Organic chemistry functional group

In organic chemistry, alkylidene is a general term for divalent functional groups of the form R2C=, where each R is an alkane or hydrogen. They can be considered the functional group corresponding to mono- or disubstituted divalent carbenes (known as alkylidenes), or as the result of removing two hydrogen atoms from the same carbon atom in an alkane.

The simplest alkylidene group is the methylidene group, H2C=. This is also known by the common name methylene, which can also refer to the methylene bridge group \sCH2\s or the diradical carbene :CH2.

In organometallic chemistry, divalent ligands are referred to as carbenes, with the term "alkylidene" referring specifically to the narrower class of Schrock carbenes.

== Nomenclature ==
In standard IUPAC nomenclature, alkylidene groups are named by replacing the -yl in the corresponding alkyl group with -ylidene. This practice is also often extended to common names. For example, the isopropyl group (IUPAC: prop-2-yl) \sCH(CH3)2 corresponds to the isopropylidene group =C(CH3)2 (IUPAC: prop-2-ylidene).

The group is not typically used in common names of branched alkenes - e.g. 3-methylenepentane, the simplest compound that systematically includes an alkylidene group, is commonly known as 2-ethyl-1-butene. Some authors define the primary chain of an alkene as the one containing the double bond(s), and thus alkylidene groups are only named in branched polyenes. The alkylidene substituent is always named explicitly in cyclic compounds, of which the simplest is methylenecyclopropane.

Conversely, common names of many classes of compounds use alkylidenes in their nomenclature, even though many of them do not formally contain the alkylidene group =CR2, instead containing a substituted methylene bridge \sCR2\s.

Examples include geminal disubstituted alkanes, such as 1,1-dichloroethane being known as ethylidene dichloride (compare 1,2-dichloroethane's common name of ethylene dichloride); and cyclic ketals such as solketal and Meldrum's acid, also known respectively as isopropylidene glycerol and isopropylidene malonate.

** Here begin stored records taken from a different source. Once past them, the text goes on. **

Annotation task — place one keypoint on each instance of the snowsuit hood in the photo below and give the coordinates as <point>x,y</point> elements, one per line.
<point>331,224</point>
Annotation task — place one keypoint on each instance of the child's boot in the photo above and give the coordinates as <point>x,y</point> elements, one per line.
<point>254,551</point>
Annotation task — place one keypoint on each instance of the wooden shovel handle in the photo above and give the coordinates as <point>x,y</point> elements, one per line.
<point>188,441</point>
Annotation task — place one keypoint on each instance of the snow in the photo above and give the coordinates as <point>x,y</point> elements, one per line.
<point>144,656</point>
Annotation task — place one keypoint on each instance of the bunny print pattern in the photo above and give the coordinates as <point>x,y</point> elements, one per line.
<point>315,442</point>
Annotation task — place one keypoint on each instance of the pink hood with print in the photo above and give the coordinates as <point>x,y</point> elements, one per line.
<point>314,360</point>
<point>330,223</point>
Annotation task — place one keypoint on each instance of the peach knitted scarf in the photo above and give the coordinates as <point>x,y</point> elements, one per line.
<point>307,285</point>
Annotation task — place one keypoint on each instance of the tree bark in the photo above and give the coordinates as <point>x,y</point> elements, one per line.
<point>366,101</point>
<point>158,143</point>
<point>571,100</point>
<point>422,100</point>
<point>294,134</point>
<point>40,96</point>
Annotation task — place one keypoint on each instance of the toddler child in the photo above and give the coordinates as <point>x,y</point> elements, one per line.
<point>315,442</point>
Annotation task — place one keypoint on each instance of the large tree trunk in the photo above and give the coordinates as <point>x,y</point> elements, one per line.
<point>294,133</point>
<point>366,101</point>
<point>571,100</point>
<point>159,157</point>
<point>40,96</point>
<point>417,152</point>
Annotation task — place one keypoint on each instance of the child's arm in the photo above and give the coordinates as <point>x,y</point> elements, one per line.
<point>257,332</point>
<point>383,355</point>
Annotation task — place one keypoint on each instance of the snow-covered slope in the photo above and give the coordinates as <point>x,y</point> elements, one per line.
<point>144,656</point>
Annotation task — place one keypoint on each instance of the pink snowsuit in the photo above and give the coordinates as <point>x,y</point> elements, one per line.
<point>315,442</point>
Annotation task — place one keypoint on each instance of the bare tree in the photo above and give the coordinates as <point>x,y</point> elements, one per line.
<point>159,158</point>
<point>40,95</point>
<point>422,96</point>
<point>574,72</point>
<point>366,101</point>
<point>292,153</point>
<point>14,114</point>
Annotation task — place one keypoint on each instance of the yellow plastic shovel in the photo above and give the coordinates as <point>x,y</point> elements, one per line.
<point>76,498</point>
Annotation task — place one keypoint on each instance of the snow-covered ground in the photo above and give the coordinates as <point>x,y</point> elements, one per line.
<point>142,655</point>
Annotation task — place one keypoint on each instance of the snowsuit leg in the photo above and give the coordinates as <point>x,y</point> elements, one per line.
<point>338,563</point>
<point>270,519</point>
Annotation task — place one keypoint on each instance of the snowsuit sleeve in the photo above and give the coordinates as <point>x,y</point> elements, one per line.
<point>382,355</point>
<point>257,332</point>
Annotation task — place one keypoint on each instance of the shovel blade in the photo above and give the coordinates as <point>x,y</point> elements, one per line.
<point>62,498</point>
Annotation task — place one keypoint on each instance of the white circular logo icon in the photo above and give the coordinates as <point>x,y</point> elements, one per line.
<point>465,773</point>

The latter two are both examples of acetonides, collectively also known as isopropylidene ketals.

== Compounds ==
Ketenes are compounds of alkylidene and carbonyl. Alkylidene ketenes are, as the name suggests, further composition of alkylidenes and ketenes, containing multiple consecutive C=C bonds.

In organometallic chemistry, double bonded carbons are the defining characteristic of transition metal carbene complexes, where they are typically referred to as carbene ligands. In this context, "alkylidene" refers specifically to Schrock carbenes, in which both the metal and carbon atoms are in the triplet state and form a true double bond (contrast Fischer carbenes, in which the atoms are in the singlet state).

== Reactions ==
The distinction between alkylidenes and alkenes (or alkenyl groups) is semantic in organic chemistry. The compounds are isomeric, defined by the presence of a carbon-carbon double bond, and undergo similar reactions; thus, reactions involving alkylidene groups are typically described using the broader class of alkenes, even those which directly introduce a R2C= substituent (e.g. the Wittig reaction).

Isomerization of alkylidenes yields alkenes and alkenyls, and vice versa, through relocation of the double bond. Isomerization of alkenyl compounds is one route to alkylidene compounds, such as the production of ethylidene norbornene from vinyl norbornene.

In organometallic chemistry, alkylidenes (as Schrock carbenes) possess nucleophilic carbon atoms. They thus form adducts with Lewis acids, and undergo a Wittig-like reaction with carbonyls to yield alkenes (the archetypal example being the alkylidene intermediate yielded by Tebbe's reagent).